Due to my recent blogging slump I’ve fallen far behind on keeping up with the books I’ve read, pretty much beyond hope of ever catching up by way of regular blogging (at least for someone as fundamentally lazy as myself). Considering that the main purpose of this blog is to keep track of my reading, I did not want to just skip them like I did last year in a similar situation (and still regret doing), but constantly dragging two months behind is not an appealing prospect either, I’m finding it rather more fun to write about books while they’re still fresh in my mind. So I’ve decided to do a catch-up post that will bring me up to date (or at least close enough) where I basically just write a sentence or two on most of the books that I’ve read in October and November. I’m hoping to be able to return to at least some of them (Checkmate and Hydrogen Sonata in particular) for a more extensive post, but at least they won’t drop completely under the table.
Dorothy Dunnett – Checkmate
The final instalment of her Lymond Chronicles, and it’s pretty much everything I had hoped it to be. A huge payoff at the end of the series, with some of the unforgettable set pieces Dunnett does so well (like the utterly brilliant chase scene through a nocturnal Lyon early on in the novel), a brightly shining Phillipa and a Lymond that finally, after six volumes, I found myself actually liking. Some issues with the ending which I thought was a bit manipulative in parts, but then it’s nowhere near as bleak as I had dreaded, so all is forgiven.
S.L Grey – The Mall
A collaboration between two South African authors, this is ostensibly a horror novel. It does start out like one, but then takes a sharp turn into a satire on consumerism. Very nasty, utterly chilling and very much recommended.
John Le Carré – A Murder of Quality
It seems early in his career, Le Carré was figuring out by trial and error which genre suited him best – Call for the Dead was a strange but fascinating hybrid between mystery and spy novel, his next one, A Murder of Quality, is pure mystery and the one after that, The Spy Who Came in from the Cold, is pure spy fiction, the genre he’d then settle with. And one can see why – while A Murder of Quality is a decent enough novel, it is nowhere near as brilliant as his spy fiction – I suspect mystery was just too cozy a genre for what Le Carré was aiming at, its morals too clear-cut and not sufficiently ambiguous.
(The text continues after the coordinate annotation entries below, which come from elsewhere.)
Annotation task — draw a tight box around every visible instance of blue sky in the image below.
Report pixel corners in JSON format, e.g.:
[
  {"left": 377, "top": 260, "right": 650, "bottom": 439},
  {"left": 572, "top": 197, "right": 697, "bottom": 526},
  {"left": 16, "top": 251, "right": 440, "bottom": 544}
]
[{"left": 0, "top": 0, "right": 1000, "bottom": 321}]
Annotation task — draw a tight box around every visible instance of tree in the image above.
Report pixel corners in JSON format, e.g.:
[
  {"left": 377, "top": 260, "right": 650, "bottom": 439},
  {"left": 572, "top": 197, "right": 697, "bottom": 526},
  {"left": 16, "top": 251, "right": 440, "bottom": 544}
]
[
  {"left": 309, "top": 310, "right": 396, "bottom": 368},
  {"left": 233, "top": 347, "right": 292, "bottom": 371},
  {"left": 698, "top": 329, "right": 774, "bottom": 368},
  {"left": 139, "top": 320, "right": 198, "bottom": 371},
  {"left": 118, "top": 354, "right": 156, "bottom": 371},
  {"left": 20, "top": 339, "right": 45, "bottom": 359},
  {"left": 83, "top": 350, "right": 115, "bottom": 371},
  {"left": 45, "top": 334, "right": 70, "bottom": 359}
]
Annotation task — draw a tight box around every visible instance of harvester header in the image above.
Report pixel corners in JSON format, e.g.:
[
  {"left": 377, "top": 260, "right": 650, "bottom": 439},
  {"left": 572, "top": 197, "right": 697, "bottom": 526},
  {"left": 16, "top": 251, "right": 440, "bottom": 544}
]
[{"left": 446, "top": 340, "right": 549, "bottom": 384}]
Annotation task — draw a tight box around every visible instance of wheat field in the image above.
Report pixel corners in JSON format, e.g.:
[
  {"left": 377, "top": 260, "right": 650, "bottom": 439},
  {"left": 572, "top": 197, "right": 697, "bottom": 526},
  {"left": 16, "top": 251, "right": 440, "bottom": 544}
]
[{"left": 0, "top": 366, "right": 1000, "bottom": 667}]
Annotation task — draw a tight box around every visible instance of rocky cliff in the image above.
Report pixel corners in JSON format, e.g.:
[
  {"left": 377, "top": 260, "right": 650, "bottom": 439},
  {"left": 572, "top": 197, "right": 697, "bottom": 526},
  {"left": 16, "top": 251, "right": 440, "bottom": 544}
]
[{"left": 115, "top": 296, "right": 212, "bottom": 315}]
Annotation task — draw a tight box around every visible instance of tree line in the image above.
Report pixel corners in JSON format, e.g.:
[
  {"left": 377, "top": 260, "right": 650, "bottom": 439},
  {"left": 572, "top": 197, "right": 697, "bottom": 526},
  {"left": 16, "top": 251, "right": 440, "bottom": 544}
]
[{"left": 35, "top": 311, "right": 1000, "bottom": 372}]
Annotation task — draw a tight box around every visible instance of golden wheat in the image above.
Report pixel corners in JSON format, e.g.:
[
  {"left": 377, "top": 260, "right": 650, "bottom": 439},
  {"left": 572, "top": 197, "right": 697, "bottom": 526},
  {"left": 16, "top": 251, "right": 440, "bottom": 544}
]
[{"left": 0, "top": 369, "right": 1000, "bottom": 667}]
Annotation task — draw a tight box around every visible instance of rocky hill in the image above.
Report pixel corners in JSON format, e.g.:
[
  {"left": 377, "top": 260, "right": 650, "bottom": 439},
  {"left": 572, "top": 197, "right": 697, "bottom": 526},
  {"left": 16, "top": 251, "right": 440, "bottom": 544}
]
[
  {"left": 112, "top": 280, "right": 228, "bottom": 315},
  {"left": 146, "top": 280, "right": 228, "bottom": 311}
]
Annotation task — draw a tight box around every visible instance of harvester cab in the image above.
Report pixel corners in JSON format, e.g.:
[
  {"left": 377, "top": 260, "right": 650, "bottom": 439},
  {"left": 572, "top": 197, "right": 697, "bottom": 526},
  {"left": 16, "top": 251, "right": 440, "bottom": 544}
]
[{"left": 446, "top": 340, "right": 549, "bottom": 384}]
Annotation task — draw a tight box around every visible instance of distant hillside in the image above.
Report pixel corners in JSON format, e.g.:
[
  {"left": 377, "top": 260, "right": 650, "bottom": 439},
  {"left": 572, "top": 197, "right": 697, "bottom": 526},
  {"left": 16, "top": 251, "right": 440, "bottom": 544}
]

Iain M. Banks – The Hydrogen Sonata
There’s always much rejoicing in my household when a new novel by Iain M. Banks is released, and I tend to place them right on top of my TBR pile. This one, his tenth Culture novel riffs openly on Excession, but also, less obviously, shares some themes with Matter. It’s lighter in tone than his last few have been but not at all lightweight for that; in fact I think it’s his best since Look to Windward.
Phil Rickman – The Wine of Angels
Combining cozy mystery with horror might at first glance seem like a very strange concept, but Phil Rickman manages to pull it off in this first installment of his Merrily Watkins series. He is keeping the horror very subdued, though, and leaves it open just how supernatural things are, but in my opinion that is very much to the benefit of the novel. The Wine of Angels has a very slow build-up, and is probably not for people who don’t enjoy descriptions of English village life for their own sake, but Rickman has really nailed the atmosphere and I at least found it very enjoyable to read.
Kate Griffin – A Madness of Angels
I’m only now noticing that I apparently read two novels with angels in their titles in succession – I wonder if there’s any significance in that… – In any case, Kate Griffin’s novel is “classic” Urban Fantasy, i.e. in the vein of Emma Bull and Charles de Lint rather than Paranormal Fantasy. It is also quite literally urban Fantasy, in so far as the city of London plays an important role in how magic works here, as well as for the novel itself. A Madness of Angels has been called a celebration of London, and while that is certainly not wrong I think even more than that it is a celebration of life, of its many forms, of its joy and exuberance, but also of its pain and sadness. I enjoyed this one a lot, and am eagerly looking forward to reading the sequels.
Jonathan L. Howard – Katya’s World
A Science Fiction juvenile (or YA, as I suppose one would call it these days) that has all the sense of excitement, exploration and adventure I loved about this genre when I was first started out reading it as a kid. In keeping with being an adventure story, Katya’s World is very plot-oriented, and I particularly loved that Howard obviously took great care to make everything happen with internal consistency and not just because the plot required it – you can really tell that a lot of thought went into that aspect. And the author still manages to assemble a varied and interesting cast of characters that keep the reader actually interested in their fate while the action hurtles along towards the grand finale.